Copenhague, aunque a primera vista pueda parecer una sucesión de parques, canales, edificios de ladrillo rojo y calles de piedra, esconde en realidad una gran complejidad. A poco que se aguce la vista se descubre el contraste arquitectónico entre edificios antiguos como los palacios reales de Christianborg y Amaliemborg y construcciones muy modernas como el edificio de la ópera o la acristalada biblioteca familiarmente conocida como El Diamante Negro.

Al margen de la legislación europea, destaca el barrio anárquico de Cristiania, como un último refugio ideológico frente al capitalismo, donde sus habitantes viven del trabajo comunitario. Pese a estar denostado por algunos sectores porque entre sus calles, además de bidones ardiendo y graffitis, se venden con la misma naturalidad hachís y perritos calientes; el trafico de armas y la venta de drogas duras está prohibido.

Mención aparte merece también el barrio de Norrebro, donde se condensa la mayoría de la población inmigrante. Este gueto abierto cuenta con una atmósfera propia: de pronto, el tráfico de bicicletas se intensifica y el aire se llena con un penetrante olor a kebap; los rubios de piel pálida se transforman en morenos barbudos y en muchachas con hiyab, que caminan, concentradas en sus quehaceres diarios, entre mercados de fruta callejeros y tiendas que venden ojos turcos de Nazar, salsa agridulce y cuscús.

Copenhague es una ciudad muy viva y cuenta con una amplia oferta cultural en la que destacan ciclos de cine, múltiples ferias de moda y diseño, conciertos y exposiciones. Ahora bien, en el país de las galletas de mantequilla nada es gratis; y la cultura, como todo aquello susceptible de transacción económica, está sujeto a un alto precio.
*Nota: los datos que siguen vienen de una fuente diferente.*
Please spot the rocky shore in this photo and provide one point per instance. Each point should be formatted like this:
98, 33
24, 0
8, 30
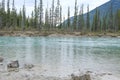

Así, por ejemplo, la entrada a museos y palacios o los tickets de cine se venden por alrededor de 80 coronas danesas (más de 10 euros), un precio asequible para los daneses, que pueden presumir de ser los trabajadores con el salario mínimo más elevado del mundo. Quizás en ello radica el hecho de que ostenten también el título de sociedad más feliz del mundo.

En líneas generales, los daneses son personas confiables y abiertas de mente, que han hecho de su país uno de los lugares del mundo con menores índices de delincuencia y fraude, además de un reducto de derechos y libertades para sus ciudadanos. Suelen ser altos, rubios, de ojos claros; y visten de forma muy homogénea, con ropas discretas de colores oscuros. Además, son amigables, educados y tranquilos, aunque pueden transformarse en seres escandalosos y desvergonzados tras unas cuantas cervezas. No es de extrañar, pues, que sean conocidos entre sus vecinos escandinavos como “los latinos del norte”.

A pesar de esto, el clima de Copenhague dista mucho del suave y cálido tiempo de las zonas tropicales, y esto afecta al carácter de la gente, que presta gran importancia a la vida dentro del hogar. No obstante, el tránsito hostil de las estaciones convierte a Copenhague en un paraíso para los cazadores de detalles, para aquellos que se quedan extasiados con los atardeceres violeta, los canales helados, el chisporroteo de la lluvia sobre la pétrea superficie de las calles y la caída violenta de las hojas en otoño, azotadas siempre por un viento intenso que mitiga, pero no silencia, la eterna nana de las bicicletas.